IIS process is a little high maybe but doesnt strike me as excessive. I’ll admit i’ve not looked at it out of hours when the slow downs are really hard to explain. Will try that

Yes to sp_lock3. No locks

When it kills the system we get numerous users across departments report that the system becomes very sluggish to command, screen will go white with not responding error and often “A system error has occured” messages. You wont be able to print anything during this time

Not checked test system. Will do

Posting invoices and APR aren’t really connected, unless you have a BPM doing it.

Do you mean printing the invoices (selecting Group → Print Invoices, then selecting a style with APR, and enabling the routing), from inside Invoice Entry? Or do you have a BPM that prints the invoices as a result of the posting process - and this BPM uses an auto print that specifies the APForm style and parameters?

Take a look at the APForm being used by the Style with APR. Both the RDD and the RDL.
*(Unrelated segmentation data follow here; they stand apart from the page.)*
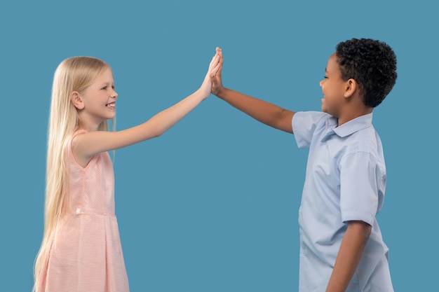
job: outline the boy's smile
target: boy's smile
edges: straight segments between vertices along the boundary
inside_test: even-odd
[[[331,55],[325,70],[325,78],[320,82],[323,98],[322,111],[339,117],[344,102],[346,81],[341,78],[340,69],[335,54]]]

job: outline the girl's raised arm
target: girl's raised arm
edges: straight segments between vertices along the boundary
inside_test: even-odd
[[[142,124],[118,132],[93,131],[78,134],[72,145],[75,159],[79,165],[86,166],[97,153],[118,149],[161,135],[209,96],[212,88],[210,78],[215,76],[219,68],[219,56],[217,53],[210,62],[200,88]]]

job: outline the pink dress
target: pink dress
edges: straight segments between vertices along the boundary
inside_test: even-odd
[[[84,168],[69,147],[65,163],[69,184],[67,211],[36,291],[129,291],[114,215],[114,174],[109,155],[97,154]]]

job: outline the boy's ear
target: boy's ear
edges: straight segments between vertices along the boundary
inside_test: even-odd
[[[344,90],[344,97],[351,97],[357,90],[357,81],[355,79],[349,78],[346,82],[346,88]]]
[[[77,91],[72,92],[70,100],[77,109],[83,109],[84,108],[84,103],[81,97],[81,95]]]

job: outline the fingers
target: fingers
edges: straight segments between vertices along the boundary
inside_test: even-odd
[[[211,78],[215,77],[217,75],[217,73],[218,72],[218,69],[219,69],[220,67],[221,67],[221,63],[218,62],[216,64],[216,66],[215,67],[213,67],[213,69],[212,70],[210,70],[210,77]]]

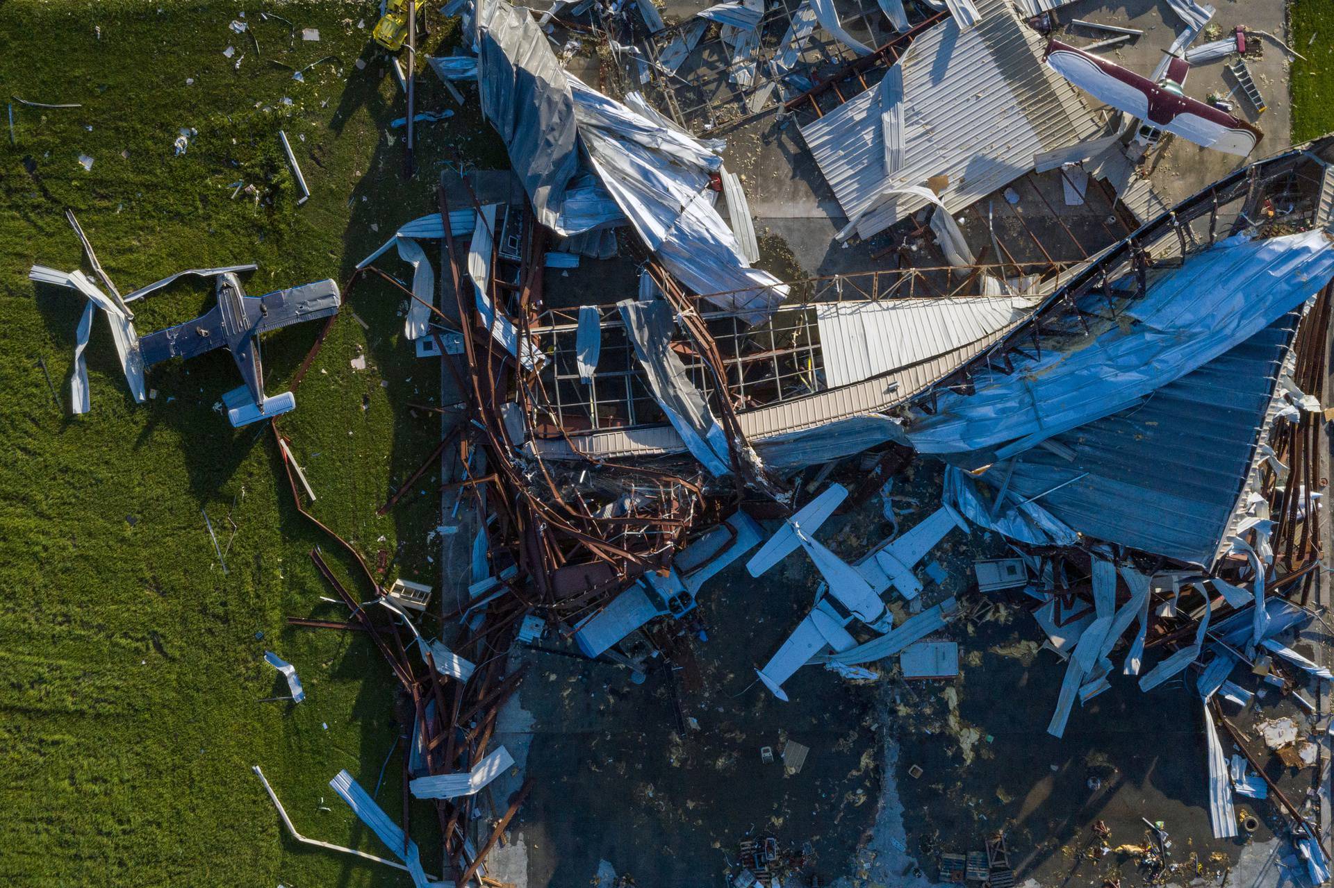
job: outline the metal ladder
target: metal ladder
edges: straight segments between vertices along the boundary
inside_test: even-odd
[[[1321,196],[1315,200],[1315,224],[1334,224],[1334,164],[1325,164],[1321,176]]]
[[[1246,60],[1241,56],[1235,61],[1227,65],[1227,69],[1237,79],[1237,85],[1242,88],[1246,93],[1246,99],[1251,103],[1255,113],[1265,113],[1265,96],[1259,95],[1259,88],[1255,85],[1255,79],[1250,76],[1250,68],[1246,67]]]

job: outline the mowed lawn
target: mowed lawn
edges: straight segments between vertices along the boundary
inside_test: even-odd
[[[375,789],[399,732],[396,688],[358,633],[284,627],[288,615],[347,617],[320,600],[334,593],[308,557],[315,545],[355,595],[370,587],[292,507],[268,427],[232,429],[215,411],[240,383],[231,357],[153,368],[156,397],[135,404],[99,316],[92,411],[71,416],[81,299],[28,280],[35,263],[80,267],[68,207],[123,292],[247,261],[259,263],[243,277],[252,295],[342,283],[398,224],[435,209],[447,160],[503,159],[476,100],[459,109],[427,72],[419,108],[458,116],[422,128],[420,172],[403,180],[403,131],[390,121],[404,100],[370,41],[378,5],[0,4],[0,101],[81,105],[12,103],[12,141],[8,112],[0,124],[0,884],[408,884],[288,840],[251,772],[264,768],[305,835],[388,853],[327,783],[347,768]],[[295,35],[263,20],[264,8]],[[233,20],[251,31],[229,29]],[[428,48],[456,40],[456,21],[432,25]],[[319,40],[304,40],[305,28]],[[336,63],[293,79],[325,56]],[[304,205],[280,129],[312,192]],[[392,253],[382,261],[407,279]],[[179,284],[137,303],[135,321],[145,333],[211,303],[207,284]],[[438,475],[416,485],[424,496],[375,516],[439,440],[436,415],[407,407],[438,400],[440,368],[403,340],[404,308],[384,283],[359,287],[280,425],[319,497],[315,515],[372,565],[384,551],[390,576],[438,583],[427,544]],[[271,395],[319,327],[265,339]],[[354,369],[362,355],[366,369]],[[265,649],[297,667],[305,703],[260,703],[285,693]],[[379,799],[398,817],[398,757],[386,773]],[[416,836],[432,868],[435,832]]]
[[[1334,132],[1334,3],[1294,0],[1289,5],[1293,48],[1293,141]]]

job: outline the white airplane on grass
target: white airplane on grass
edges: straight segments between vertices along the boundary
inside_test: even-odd
[[[783,681],[826,647],[847,651],[856,645],[856,640],[846,628],[852,619],[860,620],[876,632],[890,632],[894,628],[894,616],[884,607],[880,593],[892,585],[904,599],[916,597],[922,592],[922,583],[912,573],[912,567],[951,528],[967,531],[963,517],[948,505],[942,505],[906,533],[880,543],[856,564],[848,564],[811,536],[846,497],[847,488],[831,484],[796,515],[783,521],[783,527],[746,564],[751,576],[758,577],[800,547],[811,556],[811,561],[827,584],[827,589],[818,593],[815,607],[806,619],[783,641],[764,668],[755,671],[764,687],[779,700],[787,700]],[[840,613],[840,609],[844,612]]]

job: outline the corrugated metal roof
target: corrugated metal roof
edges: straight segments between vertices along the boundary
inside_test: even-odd
[[[1042,507],[1087,536],[1210,567],[1299,317],[1283,315],[1138,408],[1053,439],[1074,461],[1041,448],[1023,453],[1010,489],[1027,499],[1078,479]]]
[[[1023,320],[1033,300],[1013,296],[822,303],[824,379],[832,388],[907,367]]]
[[[907,301],[907,300],[904,300]],[[914,300],[919,303],[922,300]],[[944,300],[940,300],[944,301]],[[970,300],[951,300],[970,301]],[[1022,300],[1018,300],[1022,301]],[[843,303],[843,305],[856,305],[856,303]],[[870,379],[830,388],[807,397],[796,397],[778,404],[770,404],[755,409],[742,411],[738,420],[742,432],[751,443],[760,443],[766,439],[780,435],[791,435],[803,429],[828,425],[850,416],[864,416],[880,413],[908,396],[920,392],[931,383],[952,372],[966,360],[982,352],[986,347],[996,341],[1005,331],[1018,323],[1003,324],[991,329],[982,327],[970,328],[968,324],[978,324],[976,319],[960,321],[963,325],[954,329],[948,336],[942,336],[939,331],[928,331],[923,316],[920,327],[912,329],[911,335],[903,328],[896,332],[886,327],[878,335],[886,341],[899,337],[934,337],[932,341],[948,347],[962,343],[950,351],[930,353],[918,357],[916,363],[906,363],[895,367],[890,372],[880,372]],[[942,325],[948,325],[950,320],[940,320]],[[972,332],[980,332],[976,339],[968,340]],[[912,344],[900,341],[902,353],[910,355]],[[830,360],[832,348],[824,349],[826,364]],[[574,447],[571,445],[574,443]],[[568,440],[562,439],[535,439],[530,444],[543,459],[580,459],[580,453],[600,459],[622,459],[627,456],[660,456],[666,453],[680,453],[686,449],[680,436],[671,425],[651,425],[628,429],[602,429],[596,432],[568,432]],[[574,449],[578,447],[578,452]]]
[[[1075,88],[1042,64],[1042,37],[1005,0],[979,0],[982,20],[952,20],[904,53],[904,164],[884,175],[879,89],[867,89],[806,127],[802,136],[847,216],[875,207],[886,188],[946,175],[940,193],[956,212],[1033,169],[1033,156],[1091,139],[1098,125]],[[862,237],[924,203],[896,196],[866,212]]]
@TomAlexander indexes get rebuilt weekly. Statistics is what we do pretty much hourly

Not totally ruled out customisations bt we dont have that many. On Customer shipment the only one was written by Epicor so I would hope it uses best practice

@enbw agree its bad but on the whole it seems to work and often the system wont recover until you do. We have an hourly schedule to do it but often have to run it more often. At the beginning I had a theory that new invoices was the cause but disproved it by holding invoicing for a few days.

No not upgrade related. Has persisted through different SQL versions, Epicor versions and hardware

Cant guarantee everything is perfect but have poured over all of the Epicor and SQL best practices for power settings, RAID, Hyper-V settings, Disk block sizes, SQL maintenance etc

Hi, so the issues(major) only occur when generating the invoices? or when printing the invoices. all other activities, may be slow but don’t cause a system down. Again, please clarify a system down. Also, what service are you using to send the emails?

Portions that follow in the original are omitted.